In the B16F0 model, ANGPTL4 inhibits extravasation of tumor cells and macrometastases number. B16F0 cells were injected i.v. into C57BL/6 mice 2 weeks after ANGPTL4 electroporation, and mice were killed either 2 or 3 weeks later. At week 2, tumor islets were observed in lungs by staining sections with HES (A Upper) and anti-CD34 (A Lower), allowing discrimination of C57BL/6 micrometastases implanted in the lung parenchyma from intravascular emboli. Left panel, arrows indicate residual vascular walls associated with tumor cell extravasation in control lung. Right panel, arrows show intact vessels enclosing localized nodules (emboli) in lungs from ANGPTL4 mice (A). Quantification of micrometastases invaded the parenchyma of the lung (B) and localized emboli (C).

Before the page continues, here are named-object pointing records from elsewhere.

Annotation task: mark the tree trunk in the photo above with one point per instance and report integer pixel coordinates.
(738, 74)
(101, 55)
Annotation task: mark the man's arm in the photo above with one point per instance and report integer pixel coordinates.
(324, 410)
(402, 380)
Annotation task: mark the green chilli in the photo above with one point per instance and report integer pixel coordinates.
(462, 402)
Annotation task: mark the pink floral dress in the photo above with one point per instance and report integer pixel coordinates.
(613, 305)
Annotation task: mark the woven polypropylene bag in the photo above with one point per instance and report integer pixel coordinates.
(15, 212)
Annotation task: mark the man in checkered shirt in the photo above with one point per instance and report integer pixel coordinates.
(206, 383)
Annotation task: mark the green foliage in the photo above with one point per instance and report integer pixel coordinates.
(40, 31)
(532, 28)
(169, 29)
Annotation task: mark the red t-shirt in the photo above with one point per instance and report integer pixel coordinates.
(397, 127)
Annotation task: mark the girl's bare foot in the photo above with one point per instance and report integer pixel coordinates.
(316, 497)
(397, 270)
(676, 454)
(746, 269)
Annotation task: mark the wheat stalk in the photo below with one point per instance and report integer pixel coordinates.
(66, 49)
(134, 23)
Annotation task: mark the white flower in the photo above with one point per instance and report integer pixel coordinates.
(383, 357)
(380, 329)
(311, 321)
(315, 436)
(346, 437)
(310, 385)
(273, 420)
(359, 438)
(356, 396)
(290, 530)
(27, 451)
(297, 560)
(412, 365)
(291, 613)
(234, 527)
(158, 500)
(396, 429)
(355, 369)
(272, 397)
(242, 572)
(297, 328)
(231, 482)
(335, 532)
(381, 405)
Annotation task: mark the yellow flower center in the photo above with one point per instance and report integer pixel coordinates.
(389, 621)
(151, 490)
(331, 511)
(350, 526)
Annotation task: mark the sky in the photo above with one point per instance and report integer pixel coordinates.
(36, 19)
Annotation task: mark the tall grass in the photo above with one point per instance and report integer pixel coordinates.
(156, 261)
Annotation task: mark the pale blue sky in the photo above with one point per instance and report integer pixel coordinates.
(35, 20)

Typical views of lungs presenting macroscopic metastases at week 3 (D Upper). For each mouse, quantification of total metastatic area (E) and mean surface area per macrometastasis (F) was performed by using scanned images of HES-stained lung sections (D Lower).

Fig. 4.

Inhibition of histamine-induced vascular permeability by ANGPTL4. VP was evaluated by performing a Miles assay induced by histamine in nude mice electrotransferred with ANGPTL4 or control plasmid. Spectrophotometric analysis of vascular leakiness with Evans blue dye was performed. For each group, extravasation of dye after injection of histamine (1 nM, 10 nM) was compared with extravasation of dye after injection of PBS. Mean nanograms of Evans blue per milligram of fresh tissue are represented ± SEM.

Fig. 5.

In vitro characterization of the overexpression of ANGPTL4 in tumor cells. Western blot analysis of ANGPTL4-mycHIS protein secreted by stably transfected B16F0 clones (B16F0/ANGPTL4-Low, -Medium, or -High) compared with control cells (B16F0/Empty vector as negative control and CHO/ANGPTL4 as positive control (16) and detected by c-myc antibody (A). Alteration of tumor cell adhesion, motility, and invasiveness by ANGPTL4. “Adhesion assay”: 5 × 104 stained B16F0 cells expressing ANGPTL4 or control cells were plated on BSA, fibronectin, laminin, or vitronectin for 1 h, and fluorescence was measured (B). “Boyden chamber assay”: 1 × 105 stained cells expressing ANGPTL4 or control cells were seeded in transwells with polycarbonate membrane plates. Migration on a fibronectin coating (C) or invasion through a Matrigel barrier (D) was assessed by measuring fluorescence after 6 h. ANGPTL4 modifies cytoskeleton organization. Cytoskeleton organization of B16F0 ANGPTL4 cells or control cells was evaluated by fluorescence detection of polymerized actin fibers (red) and vinculin (green) (E). Quantification was performed by determining the percentage of cells showing an organized cytoskeleton, i.e., polymerized actin stress fibers (red) and vinculin focal adhesion contacts (green) in control and ANGPTL4 cells (F).